Numerous products from Nigeria - including groundnuts and peanut chips - have been refused entry to the EU due to contamination with toxins like Salmonella. Pic: ©iStock/borgogniels
Numerous products from Nigeria - including groundnuts and peanut chips - have been refused entry to the EU due to contamination with toxins like Salmonella. Pic: ©iStock/borgogniels
Numerous Nigerian products, including nuts and seeds used by the snacks and bakery industries, have been refused entry into the EU in the past two years as they’ve been found to be riddled with microbes such as Salmonella, aflatoxins and mould.

Officials were put onto high alert when products, like dried beans, palm oil and nuts were also discovered to contain high levels of chemical contaminants used in fumigation aluminium phosphide, dichlorvos, dimethoate, trichlorfon and cyhalothrin.

Glass fragments, rodent excrements and dead insects were also found.

A recent report issued by the European Commission Rapid Alert System has shown that many products coming out of the African land-locked country have been found to be unfit for human consumption.

Over the past two years, 67 processed and semi-processed food products of Nigerian origin have been rejected by EU member states, including the Netherlands, Germany, Irelands, Denmark, Poland, Greece and Italy, according to the UK’s Food Standard Authority early warning system (EWS)​.

Forty-two Nigerian food imports were refused entry into the continent in 2015 and another 24 last year.

Illegal entry

Many of the products were illegally imported, and don’t feature the correct labels, packaging, health certificate sand other entry documents, state the Commission.

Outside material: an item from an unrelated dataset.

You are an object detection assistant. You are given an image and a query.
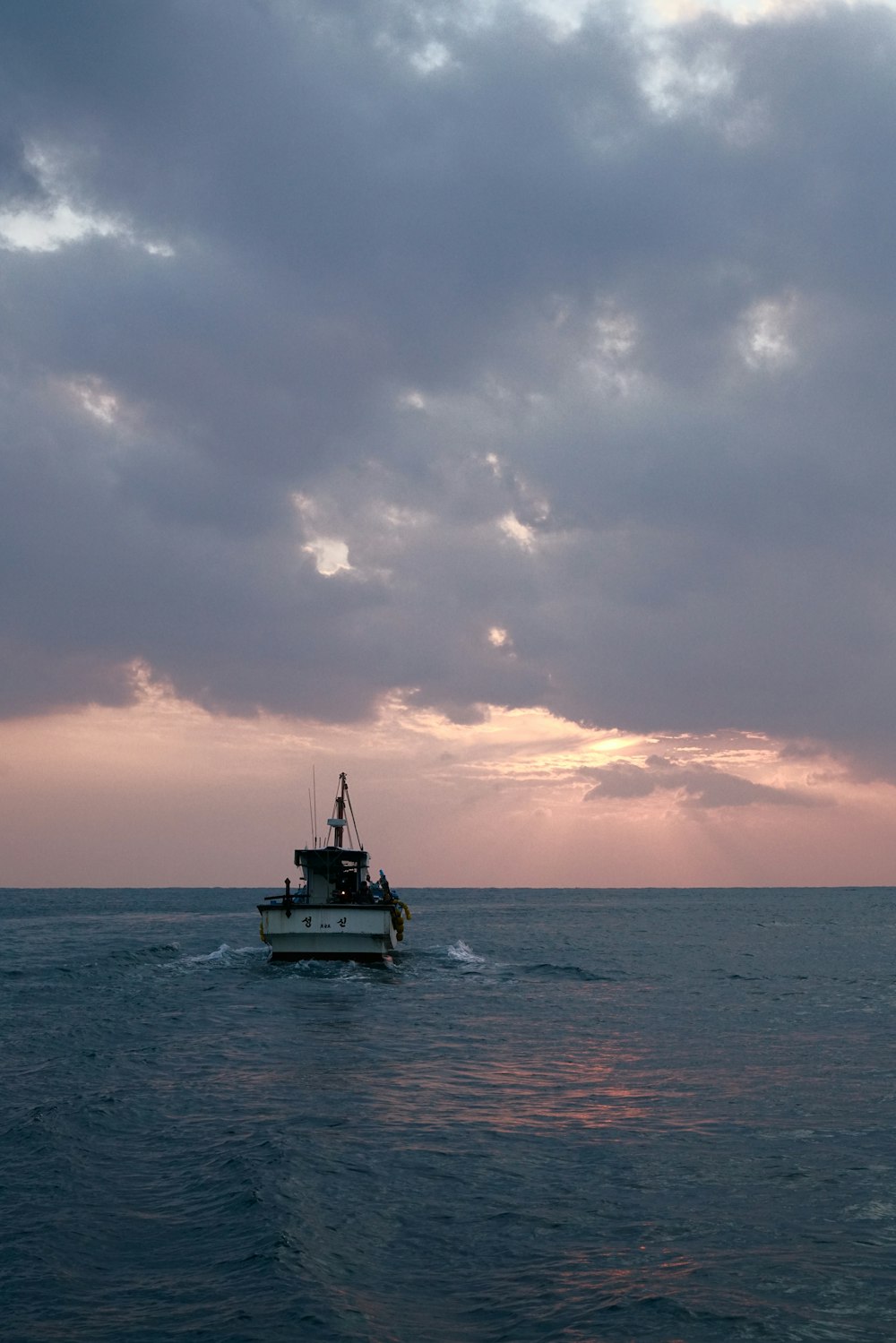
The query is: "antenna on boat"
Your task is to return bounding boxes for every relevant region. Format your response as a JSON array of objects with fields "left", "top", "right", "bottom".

The foodstuffs include brown and white beans, palm oil, shelled groundnuts, peanut chips, sesame seeds and melon seeds, among other products.

Many of the products had not yet reached market before the toxins were discovered. Those that had made it onto shelves were immediately recalled.

Due to the repeated alerts, the National Agency for Food and Drug Administration and Control has been mandated to certify all packaged, semi-processed and processed food commodities for export, and especially those coming from the African continent.

Lack of know-how

According to the CEO of the Nigerian Export Promotion Council, Segun Awolowo, the country’s lack of technical knowhow has been responsible for the rejection of Nigerian products at international borders.

As such, NEPC has organised a series of capacity-building workshops to train its local producers in the quality standards and requirements of the global market.

The Nigeria Agricultural Quarantine Service has also intensified its efforts at quarantining agricultural produce for local consumption and export.

Internally, the country has launched a Made in Nigeria campaign, aimed to encourage consumers to buy products from domestic companies. The country experienced a recession in 2016, which, according to Euromonitor International, has adversely effected its price-sensitive population.

With a depreciation of the local currently and a scarcity of US dollars, the Nigerian government is hoping that less expensive local products – such as the popular dried fruit snacks produced by Nature’s County Health products – will boost the country’s waning GDP.